“Down to the road, throwing rocks at your mailbox,” Mrs. Pritchard said, leaning comfortably in the door “Done already about knocked it off its stand.”
“Get in the car,” Mrs. Cope said.
The child got in too and the three of them drove down the road to the gate. The boys were sitting on the embankment on the other side of the highway, aiming rocks across the road at the mailbox. Mrs. Cope stopped the car almost directly beneath them and looked up out of her window. The three of them stared at her as if they had never seen her before, the large boy with a sullen glare, the small one glint-eyed and unsmiling, and Powell with his two sided glassed gaze hanging vacantly over the crippled destroyer on his shirt.
“Powell,” she said, “I’m sure your mother would be ashamed of you,” and she stopped and waited for this to make its effect. His face seemed to twist slightly but he continued to look through her at nothing in particular.
“Now I’ve put up with this as long as I can,” she said. “I’ve tried to be nice to you boys. Haven’t I been nice to you boys?”
They might have been three statues except that the big one, barely opening his mouth, said, “We’re not even on your side the road, lady.”
“There ain’t a thing you can do about it,” Mrs. Pritchard hissed loudly. The child was sitting on the back seat close to the side. She had a furious outraged look on her face but she kept her head drawn back from the window so that they couldn’t see her.

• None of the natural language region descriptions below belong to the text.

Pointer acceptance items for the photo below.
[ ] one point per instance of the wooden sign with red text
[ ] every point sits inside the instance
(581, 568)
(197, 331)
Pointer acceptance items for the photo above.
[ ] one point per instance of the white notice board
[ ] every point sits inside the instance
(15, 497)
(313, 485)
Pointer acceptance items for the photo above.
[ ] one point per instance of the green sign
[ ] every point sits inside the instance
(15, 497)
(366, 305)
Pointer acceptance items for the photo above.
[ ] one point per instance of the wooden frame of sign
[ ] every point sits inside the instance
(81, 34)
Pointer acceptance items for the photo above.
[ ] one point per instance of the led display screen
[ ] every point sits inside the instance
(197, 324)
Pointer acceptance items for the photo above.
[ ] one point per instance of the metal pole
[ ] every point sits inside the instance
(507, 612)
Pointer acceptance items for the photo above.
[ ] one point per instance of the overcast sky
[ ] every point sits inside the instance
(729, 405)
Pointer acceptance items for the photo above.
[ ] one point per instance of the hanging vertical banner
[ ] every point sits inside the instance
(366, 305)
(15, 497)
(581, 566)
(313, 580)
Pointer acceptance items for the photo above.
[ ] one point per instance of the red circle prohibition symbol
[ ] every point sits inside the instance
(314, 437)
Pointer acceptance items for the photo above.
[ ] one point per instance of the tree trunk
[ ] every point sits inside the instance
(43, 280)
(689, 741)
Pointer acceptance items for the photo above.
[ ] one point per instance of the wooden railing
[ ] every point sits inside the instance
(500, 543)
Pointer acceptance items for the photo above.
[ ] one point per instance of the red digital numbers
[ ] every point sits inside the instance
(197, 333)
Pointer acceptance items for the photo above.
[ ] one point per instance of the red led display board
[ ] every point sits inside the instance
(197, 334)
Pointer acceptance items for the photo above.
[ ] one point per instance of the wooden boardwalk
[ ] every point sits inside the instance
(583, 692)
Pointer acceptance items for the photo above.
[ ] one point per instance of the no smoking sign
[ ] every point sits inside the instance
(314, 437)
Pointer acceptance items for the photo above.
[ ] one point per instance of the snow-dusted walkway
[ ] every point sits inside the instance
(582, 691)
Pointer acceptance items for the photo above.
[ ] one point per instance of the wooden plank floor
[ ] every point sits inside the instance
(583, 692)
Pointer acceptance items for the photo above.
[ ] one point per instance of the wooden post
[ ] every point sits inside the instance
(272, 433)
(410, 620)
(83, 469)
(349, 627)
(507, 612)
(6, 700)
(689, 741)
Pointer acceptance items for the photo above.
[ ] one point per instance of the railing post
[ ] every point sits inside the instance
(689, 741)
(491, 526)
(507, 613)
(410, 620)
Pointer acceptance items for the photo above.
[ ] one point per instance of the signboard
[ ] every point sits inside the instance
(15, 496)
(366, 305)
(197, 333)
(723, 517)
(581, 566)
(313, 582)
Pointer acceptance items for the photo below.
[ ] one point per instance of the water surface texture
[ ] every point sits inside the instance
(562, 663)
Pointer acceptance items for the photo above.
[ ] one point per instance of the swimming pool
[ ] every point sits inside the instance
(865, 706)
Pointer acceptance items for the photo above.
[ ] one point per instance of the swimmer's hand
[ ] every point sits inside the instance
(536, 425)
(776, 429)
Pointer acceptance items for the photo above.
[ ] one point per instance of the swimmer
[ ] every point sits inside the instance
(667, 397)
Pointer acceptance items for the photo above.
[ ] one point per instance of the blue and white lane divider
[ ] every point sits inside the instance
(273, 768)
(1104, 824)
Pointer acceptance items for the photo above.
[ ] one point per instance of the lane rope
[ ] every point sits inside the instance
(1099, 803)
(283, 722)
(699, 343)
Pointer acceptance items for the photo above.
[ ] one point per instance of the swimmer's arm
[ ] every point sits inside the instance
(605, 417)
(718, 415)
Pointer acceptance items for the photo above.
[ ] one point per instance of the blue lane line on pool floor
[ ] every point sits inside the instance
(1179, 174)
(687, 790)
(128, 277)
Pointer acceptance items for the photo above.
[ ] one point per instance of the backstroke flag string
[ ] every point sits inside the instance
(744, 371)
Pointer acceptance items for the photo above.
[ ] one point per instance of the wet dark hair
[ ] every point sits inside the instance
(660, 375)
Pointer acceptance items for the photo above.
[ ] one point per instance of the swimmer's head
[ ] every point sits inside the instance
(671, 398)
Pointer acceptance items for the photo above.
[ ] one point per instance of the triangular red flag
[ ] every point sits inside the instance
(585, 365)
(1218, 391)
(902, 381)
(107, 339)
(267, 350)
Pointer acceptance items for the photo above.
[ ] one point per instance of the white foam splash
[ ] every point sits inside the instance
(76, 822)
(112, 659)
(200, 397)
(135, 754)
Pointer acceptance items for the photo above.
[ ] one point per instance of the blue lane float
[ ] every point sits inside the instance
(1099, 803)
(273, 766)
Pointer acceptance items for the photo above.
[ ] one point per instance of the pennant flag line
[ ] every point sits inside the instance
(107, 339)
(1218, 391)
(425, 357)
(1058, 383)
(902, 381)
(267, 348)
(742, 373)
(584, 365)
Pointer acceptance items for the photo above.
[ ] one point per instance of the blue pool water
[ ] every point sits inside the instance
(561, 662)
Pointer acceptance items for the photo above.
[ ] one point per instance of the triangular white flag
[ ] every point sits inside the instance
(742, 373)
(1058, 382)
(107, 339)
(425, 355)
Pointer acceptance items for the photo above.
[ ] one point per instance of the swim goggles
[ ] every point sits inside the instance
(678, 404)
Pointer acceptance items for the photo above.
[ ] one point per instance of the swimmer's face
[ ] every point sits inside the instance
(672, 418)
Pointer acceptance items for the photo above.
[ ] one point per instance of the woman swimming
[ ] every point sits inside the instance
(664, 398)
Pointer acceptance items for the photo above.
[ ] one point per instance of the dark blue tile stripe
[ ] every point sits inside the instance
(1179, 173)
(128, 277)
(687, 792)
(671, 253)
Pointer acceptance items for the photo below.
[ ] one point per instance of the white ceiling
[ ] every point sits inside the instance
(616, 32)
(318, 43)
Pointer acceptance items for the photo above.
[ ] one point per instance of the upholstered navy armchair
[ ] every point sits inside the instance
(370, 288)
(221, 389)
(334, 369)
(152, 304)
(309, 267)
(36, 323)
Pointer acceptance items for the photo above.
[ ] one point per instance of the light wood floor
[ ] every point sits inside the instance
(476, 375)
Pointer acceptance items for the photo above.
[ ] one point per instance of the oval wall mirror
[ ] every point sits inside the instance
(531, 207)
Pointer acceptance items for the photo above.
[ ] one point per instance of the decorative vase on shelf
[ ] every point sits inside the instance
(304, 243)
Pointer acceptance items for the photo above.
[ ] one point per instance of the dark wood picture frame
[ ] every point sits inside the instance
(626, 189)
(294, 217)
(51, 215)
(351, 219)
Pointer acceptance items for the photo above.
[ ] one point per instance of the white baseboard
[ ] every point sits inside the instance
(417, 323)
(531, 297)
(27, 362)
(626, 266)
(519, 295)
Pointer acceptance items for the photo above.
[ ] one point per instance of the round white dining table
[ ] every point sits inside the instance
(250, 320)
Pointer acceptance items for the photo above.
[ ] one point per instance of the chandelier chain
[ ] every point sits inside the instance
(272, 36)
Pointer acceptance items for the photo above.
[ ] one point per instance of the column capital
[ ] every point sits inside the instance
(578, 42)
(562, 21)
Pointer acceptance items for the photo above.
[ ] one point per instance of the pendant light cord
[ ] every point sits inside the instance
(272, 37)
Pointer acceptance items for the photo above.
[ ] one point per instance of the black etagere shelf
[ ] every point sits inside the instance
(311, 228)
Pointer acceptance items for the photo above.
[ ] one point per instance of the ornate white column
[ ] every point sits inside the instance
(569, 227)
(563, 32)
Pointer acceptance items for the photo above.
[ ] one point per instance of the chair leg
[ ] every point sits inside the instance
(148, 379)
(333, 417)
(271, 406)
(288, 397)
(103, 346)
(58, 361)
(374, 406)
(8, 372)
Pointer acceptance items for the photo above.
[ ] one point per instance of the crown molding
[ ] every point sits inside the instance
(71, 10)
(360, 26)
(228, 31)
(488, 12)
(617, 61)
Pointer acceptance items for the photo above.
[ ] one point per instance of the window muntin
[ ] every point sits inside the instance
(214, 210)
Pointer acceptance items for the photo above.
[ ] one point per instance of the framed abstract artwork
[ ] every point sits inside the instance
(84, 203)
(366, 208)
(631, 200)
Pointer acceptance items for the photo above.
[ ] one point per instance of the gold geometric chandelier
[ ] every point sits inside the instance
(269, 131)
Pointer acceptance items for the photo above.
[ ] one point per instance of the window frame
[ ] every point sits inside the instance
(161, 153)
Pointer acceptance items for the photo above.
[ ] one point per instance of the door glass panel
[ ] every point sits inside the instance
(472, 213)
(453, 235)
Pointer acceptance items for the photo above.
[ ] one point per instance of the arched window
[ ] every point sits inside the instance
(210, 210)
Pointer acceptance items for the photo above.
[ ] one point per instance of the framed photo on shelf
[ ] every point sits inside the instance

Mrs. Cope spoke slowly, emphasizing every word. “I think I have been very nice to you boys. I’ve fed you twice. Now I’m going into town and if you’re still here when I come back, I’ll call the sheriff,” and with this, she drove off. The child, turning quickly so that she could see out the back window, observed that they had not moved; they had not even turned their heads.
“You done angered them now,” Mrs. Pritchard said, “and it ain’t any telling what they’ll do.”
“They’ll be gone when we get back,” Mrs. Cope said.
Mrs. Pritchard could not stand an anticlimax. She required the taste of blood from time to time to keep her equilibrium. “I known a man oncet that his wife was poisoned by a child she had adopted out of pure kindness,” she said. When they returned from town, the boys were not on the embankment and she said, “I would rather to see them than not to see them. When you see them you know what they’re doing.”
“Ridiculous,” Mrs. Cope muttered. “I’ve scared them and they’ve gone and now we can forget them.”
“I ain’t forgetting them,” Mrs. Pritchard said. “I wouldn’t be none surprised if they didn’t have a gun in that there suitcase.”
Mrs. Cope prided herself on the way she handled the type of mind that Mrs. Pritchard had. When Mrs. Pritchard saw signs and omens, she exposed them calmly for the figments of imagination that they were, but this afternoon her nerves were taut and she said, “Now I’ve had about enough of this. Those boys are gone and that’s that.”
“Well, we’ll wait and see,” Mrs. Pritchard said.
Everything was quiet for the rest of the afternoon but at supper time, Mrs. Pritchard came over to say that she had heard a high vicious laugh pierce out of the bushes near the hog pen. It was an evil laugh, full of calculated meanness, and she had heard it come three times, herself, distinctly.
“I haven’t heard a thing,” Mrs. Cope said.
“I look for them to strike just after dark,” Mrs. Pritchard said.
That night Mrs. Cope and the child sat on the porch until nearly ten o’clock and nothing happened. The only sounds came from tree frogs and from one whippoorwill who called faster and faster from the same spot of darkness. “They’ve gone,” Mrs. Cope said, “poor things,” and she began to tell the child how much they had to be thankful for, for she said they might have had to live in a development themselves or they might have been Negroes or they might have been in iron lungs or they might have been Europeans ridden in boxcars like cattle, and she began a litany of her blessings, in a stricken voice, that the child, straining her attention for a sudden shriek in the dark, didn’t listen to.